New home deliveries, excluding unconsolidated entities, were up 37% year over year to 4,972 homes in the reported quarter. It was driven by an increase in demand in all the Homebuilding segments. The average selling price (ASP) of homes delivered stood at $291,000, up 13.0% year over year.
The backlog grew 32% in the quarter to 5,958 homes. Potential housing revenues from backlog rose 53% to $1.9 billion. The company is witnessing reduced sales incentives in some of its communities. Sales incentives comprised 6.0% of home sales revenues in the third quarter, lower than 9.2% in the prior-year quarter and 6.7% in the second quarter of 2013. Cancellation rate was 18% in the quarter.
Land sales amounted to $14.0 million in the quarter, down 39% year over year. The company has enough land to satisfy deliveries until 2014 and is now pursuing land opportunities for 2015 and beyond. The company’s solid land position places it well to meet growing demands, thus giving it a competitive edge over its peers.
Margins Go Up
Gross margin on home sales expanded 170 basis points (bps) to 24.9% on the back of a rise in ASP, favorable product mix (increased deliveries from higher margin communities) and reduced incentives which offset headwinds from rising labor and material costs. Gross margin was slightly better than management’s expectation of 24.25%.
Selling, general and administrative (SG&A) expenses were $148.3 million in the third quarter of 2013, up 32.2% over the prior-year period. As a percentage of sales, however, SG&A improved 180 bps to 10.2% driven by better operating leverage as volumes improve and absorption per community increases. Operating margin on home sales improved 350 bps to 14.7%, due to improved gross margin and SG&A ratio.
Financial Services segment’s revenues climbed 5.5% to $112.6 million in the quarter. The operating earnings of Financial Services were $23.5 million in the third quarter of 2013 lower than $25.3 million in the prior-year quarter due to lower volumes in the mortgage operations.
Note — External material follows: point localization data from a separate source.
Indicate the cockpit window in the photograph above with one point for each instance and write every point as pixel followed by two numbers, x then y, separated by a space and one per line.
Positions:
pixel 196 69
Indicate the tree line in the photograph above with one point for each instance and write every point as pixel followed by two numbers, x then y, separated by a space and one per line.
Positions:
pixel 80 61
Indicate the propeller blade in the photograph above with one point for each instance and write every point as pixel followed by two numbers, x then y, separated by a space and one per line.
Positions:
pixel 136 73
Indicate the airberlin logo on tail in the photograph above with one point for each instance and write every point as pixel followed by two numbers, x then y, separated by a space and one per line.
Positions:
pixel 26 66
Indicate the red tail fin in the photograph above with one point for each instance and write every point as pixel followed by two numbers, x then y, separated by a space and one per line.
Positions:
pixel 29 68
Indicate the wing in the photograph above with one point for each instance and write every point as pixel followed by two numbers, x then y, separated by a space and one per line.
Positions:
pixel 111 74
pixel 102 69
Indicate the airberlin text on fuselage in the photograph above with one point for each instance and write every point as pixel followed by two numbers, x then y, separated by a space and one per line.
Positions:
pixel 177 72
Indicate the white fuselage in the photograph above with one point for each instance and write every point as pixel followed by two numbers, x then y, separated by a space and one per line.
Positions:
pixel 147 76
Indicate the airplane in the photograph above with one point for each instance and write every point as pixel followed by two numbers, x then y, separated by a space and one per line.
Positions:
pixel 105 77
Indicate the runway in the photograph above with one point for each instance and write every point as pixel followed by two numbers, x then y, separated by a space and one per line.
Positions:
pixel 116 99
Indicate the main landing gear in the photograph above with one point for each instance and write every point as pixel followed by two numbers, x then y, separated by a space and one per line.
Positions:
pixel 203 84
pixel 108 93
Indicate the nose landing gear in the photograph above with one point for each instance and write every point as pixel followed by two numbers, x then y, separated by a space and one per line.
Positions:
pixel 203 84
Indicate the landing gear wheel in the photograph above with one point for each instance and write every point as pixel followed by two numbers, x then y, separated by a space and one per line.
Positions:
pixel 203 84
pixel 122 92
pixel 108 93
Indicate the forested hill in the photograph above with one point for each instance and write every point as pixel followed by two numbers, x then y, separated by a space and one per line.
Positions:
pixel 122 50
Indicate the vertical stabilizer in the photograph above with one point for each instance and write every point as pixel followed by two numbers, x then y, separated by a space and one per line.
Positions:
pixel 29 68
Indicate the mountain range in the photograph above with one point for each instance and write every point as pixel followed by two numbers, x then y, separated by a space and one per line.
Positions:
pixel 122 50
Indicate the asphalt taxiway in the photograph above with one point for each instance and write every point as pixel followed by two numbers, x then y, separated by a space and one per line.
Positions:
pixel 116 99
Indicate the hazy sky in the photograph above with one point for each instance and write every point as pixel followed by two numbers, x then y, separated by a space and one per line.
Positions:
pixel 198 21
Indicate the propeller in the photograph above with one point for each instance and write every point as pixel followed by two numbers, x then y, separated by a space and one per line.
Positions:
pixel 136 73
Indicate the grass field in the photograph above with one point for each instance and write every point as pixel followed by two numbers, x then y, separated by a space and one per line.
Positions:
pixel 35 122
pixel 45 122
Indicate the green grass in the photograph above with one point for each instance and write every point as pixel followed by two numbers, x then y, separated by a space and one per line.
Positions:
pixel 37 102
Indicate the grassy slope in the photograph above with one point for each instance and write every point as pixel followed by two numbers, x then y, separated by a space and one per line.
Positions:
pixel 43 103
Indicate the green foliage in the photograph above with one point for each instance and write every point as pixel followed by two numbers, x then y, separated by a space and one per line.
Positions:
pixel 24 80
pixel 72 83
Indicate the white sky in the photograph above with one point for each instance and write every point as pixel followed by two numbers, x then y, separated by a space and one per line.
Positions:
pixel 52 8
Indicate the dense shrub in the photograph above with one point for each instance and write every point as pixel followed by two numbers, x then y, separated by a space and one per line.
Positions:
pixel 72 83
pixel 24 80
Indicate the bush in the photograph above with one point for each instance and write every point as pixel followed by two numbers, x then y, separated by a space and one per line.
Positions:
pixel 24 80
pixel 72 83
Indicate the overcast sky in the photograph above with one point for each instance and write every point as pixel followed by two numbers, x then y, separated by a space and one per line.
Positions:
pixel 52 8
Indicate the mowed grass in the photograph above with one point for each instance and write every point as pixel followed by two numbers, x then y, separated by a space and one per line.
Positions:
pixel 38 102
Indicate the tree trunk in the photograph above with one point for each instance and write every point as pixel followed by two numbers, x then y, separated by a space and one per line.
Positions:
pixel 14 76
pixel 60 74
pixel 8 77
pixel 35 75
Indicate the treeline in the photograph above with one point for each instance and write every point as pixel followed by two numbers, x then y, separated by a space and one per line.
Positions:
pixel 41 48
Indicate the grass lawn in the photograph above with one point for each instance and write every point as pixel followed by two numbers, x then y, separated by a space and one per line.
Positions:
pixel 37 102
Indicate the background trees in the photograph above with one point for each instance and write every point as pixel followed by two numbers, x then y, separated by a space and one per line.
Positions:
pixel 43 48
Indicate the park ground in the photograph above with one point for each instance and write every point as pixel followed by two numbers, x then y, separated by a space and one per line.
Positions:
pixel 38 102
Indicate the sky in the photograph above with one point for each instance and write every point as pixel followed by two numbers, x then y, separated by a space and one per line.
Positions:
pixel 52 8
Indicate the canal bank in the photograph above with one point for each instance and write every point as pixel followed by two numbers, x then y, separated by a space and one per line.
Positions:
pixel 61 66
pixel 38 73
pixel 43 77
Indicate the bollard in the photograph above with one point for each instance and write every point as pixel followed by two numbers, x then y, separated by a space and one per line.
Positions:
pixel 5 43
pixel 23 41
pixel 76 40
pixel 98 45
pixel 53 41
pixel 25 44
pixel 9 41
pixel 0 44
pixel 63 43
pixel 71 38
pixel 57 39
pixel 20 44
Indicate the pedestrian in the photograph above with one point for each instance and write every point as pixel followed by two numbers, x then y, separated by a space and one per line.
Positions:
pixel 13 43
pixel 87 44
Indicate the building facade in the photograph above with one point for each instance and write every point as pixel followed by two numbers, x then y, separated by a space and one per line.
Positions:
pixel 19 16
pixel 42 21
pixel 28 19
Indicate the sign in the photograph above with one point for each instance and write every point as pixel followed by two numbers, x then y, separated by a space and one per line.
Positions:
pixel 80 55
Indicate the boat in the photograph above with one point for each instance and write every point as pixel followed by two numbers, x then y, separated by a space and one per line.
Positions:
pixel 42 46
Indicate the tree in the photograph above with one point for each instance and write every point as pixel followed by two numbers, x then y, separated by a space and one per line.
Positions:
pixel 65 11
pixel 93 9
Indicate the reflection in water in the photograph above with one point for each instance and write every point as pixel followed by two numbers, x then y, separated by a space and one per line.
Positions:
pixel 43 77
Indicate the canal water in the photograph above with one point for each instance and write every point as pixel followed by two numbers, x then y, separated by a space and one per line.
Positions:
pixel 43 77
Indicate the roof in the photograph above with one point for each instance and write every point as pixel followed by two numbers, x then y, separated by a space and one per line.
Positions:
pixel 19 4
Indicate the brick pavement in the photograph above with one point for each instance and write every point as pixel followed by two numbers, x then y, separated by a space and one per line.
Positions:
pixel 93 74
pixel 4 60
Rialto Investments’ revenues slipped 25.3% to $27.8 million in the quarter, owing to a decline in interest income caused by a decrease in loan portfolios. Operating earnings declined 80.5% year over year to $1.5 million from $7.7 million in the prior-year quarter due to lower revenues. Both amounts are net of non-controlling interest.
Management highlighted that the home sales pace was moderating. Chief Executive Officer Stuart Miller also talked about "bumps along the road" that could hurt short-term demand, possibly indicating at the recent increases in interest/mortgage rates. However, Miller seemed confident of seeing strong demand over the long term due to supply shortages.
While high affordability levels, increased rentals and historically-low interest rates are increasing the housing demand, supply remains limited by low home inventories, both for new and existing homes. A shortage of land and labor is restricting the production of homes.
Home prices have thus started moving up with market demand gaining momentum but supply remaining limited. In fact, rising home prices and thinning home inventories have created a sense of urgency among homebuyers to buy a house before prices shoot up further.
The company expects profitability to improve on the back of its solid backlog position, rising home prices, strong liquidity position and strategic land acquisitions. In addition to its homebuilding operations, growth is also expected to come from its multiple platforms including Rialto, Mutlifamily and Financial Services.
Other Stocks to Consider
Lennar carries a Zacks Rank #3 (Hold). Other stocks in the homebuilding/building products sector that are performing well and deserve a mention include Standard Pacific Corp. , Masco Corp. (MAS - Free Report) and CaesarStone Sdot-Yam Ltd. (CSTE - Free Report) . While SPF and MAS carry a Zacks Rank #2 (Buy), CSTE carries a Zacks Rank #1 (Strong Buy).